Antibiotic surprise

Published January 10, 2014

Almost everyone these days uncritically accepts that the solution to antibiotic-resistant disease is to use fewer antibiotics. What about using more antibiotics? More varieties that is.

When doctors found penicillin was losing its efficacy as our first line of defense against bacterial infections, the medical community didn’t throw up its hands and use less. New antibiotics were developed! And thankfully so.

No… not stronger antibiotics. New varieties were developed that kept us ahead of the bacteria that ail us, humans and animals alike, to the point where doctors and veterinarians now have well in excess of 100 antibiotics to rely upon in fighting infection.

But now, thanks to overregulation resulting from tax-funded lobbying by anti-antibiotic, naturopathic, homeopathic, sustainability and organic activists, pharmaceutical companies have largely abandoned the development of new antibiotics. It simply does not pay to bring new antibiotic strains to market in the current regulatory environment. Pharmaceutical companies find it much simpler and more profitable to focus instead on treating phony ailments like attention-deficit disorder, obesity and erectile dysfunction.

According to anti-antibiotic activists, the root of the problem is in using growth-promoting antibiotics (GPAs, also referred to as sub-therapeutic antibiotics) in livestock feed. Back in the 1940s the agricultural community realized that by adding antibiotics to animal feed in low doses, animals not only stayed healthy but also gained more weight.

This resulted in significant reductions in the cost of meat which, naturally, drove activists crazy thanks to the misguided belief that paying less for food is bad. So they launched negative public-relations campaigns alleging that this practice was largely responsible for the increase of antibiotic-resistant diseases in humans, and that it allowed farmers to get rich quick by raising animals in unsanitary and inhumane conditions. And the next thing you knew people started to avoid using antibiotics when they fell ill under the mistaken assumption that it was the overuse of antibiotics that made them ill in the first place.

Activists fueled the fire of misunderstanding by inventing the term “superbug,” implying that bacteria were becoming stronger, requiring ever-stronger antibiotics. But the fact of the matter is that bacteria don’t become stronger when confronted with antibiotics; they simply adapt.

When a bacterium develops resistance to an antibiotic, just like when a weed develops resistance to a herbicide, we don’t resort to ever-stronger versions of antibiotics or herbicides to win the battle. Different varieties do the trick. And while the development of new antibiotics and herbicides is characterized by activists in linear, ever-increasing terms, it is more-accurately described as cyclical, like the hands on a clock.

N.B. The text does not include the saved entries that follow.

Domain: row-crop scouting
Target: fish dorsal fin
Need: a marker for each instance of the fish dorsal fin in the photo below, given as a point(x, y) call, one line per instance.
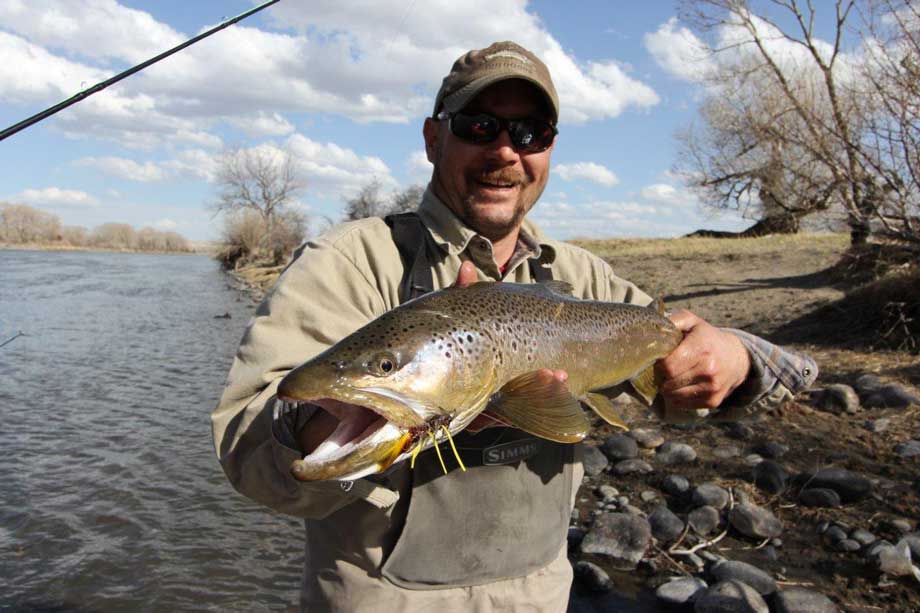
point(542, 406)
point(646, 384)
point(563, 288)
point(601, 405)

Let’s say that we went from 0:00 to 1:00 AM when Alexander Fleming discovered penicillin – humankind’s first true antibiotic – in 1928. Now, 85 years later, we’re probably somewhere around 6:00 AM on the dial, and still have a long way to go (decades for sure) before we run the full 24 hours and return to where it all began.

This means that the antibiotics we put back on the shelf today due to antibiotic-resistant bacteria could someday be taken back off the shelf by our great-great-grandchildren and used again in the confidence that they will have the same efficacy as when they were first developed. And in the meantime, we need more varieties to continue the cycle. A couple hundred more would be nice.

This concept is more difficult to grasp than the activists’ simplistic model of bacteria that develop superpowers. It also explains how medical and veterinary science moved forward over the last century, and consistently made life better, at least until activists gained a political foothold.

There will always be those who believe we must go backwards so as to move forward. But we never stood still before. Why start now?

Let’s keep moving forward on antibiotics.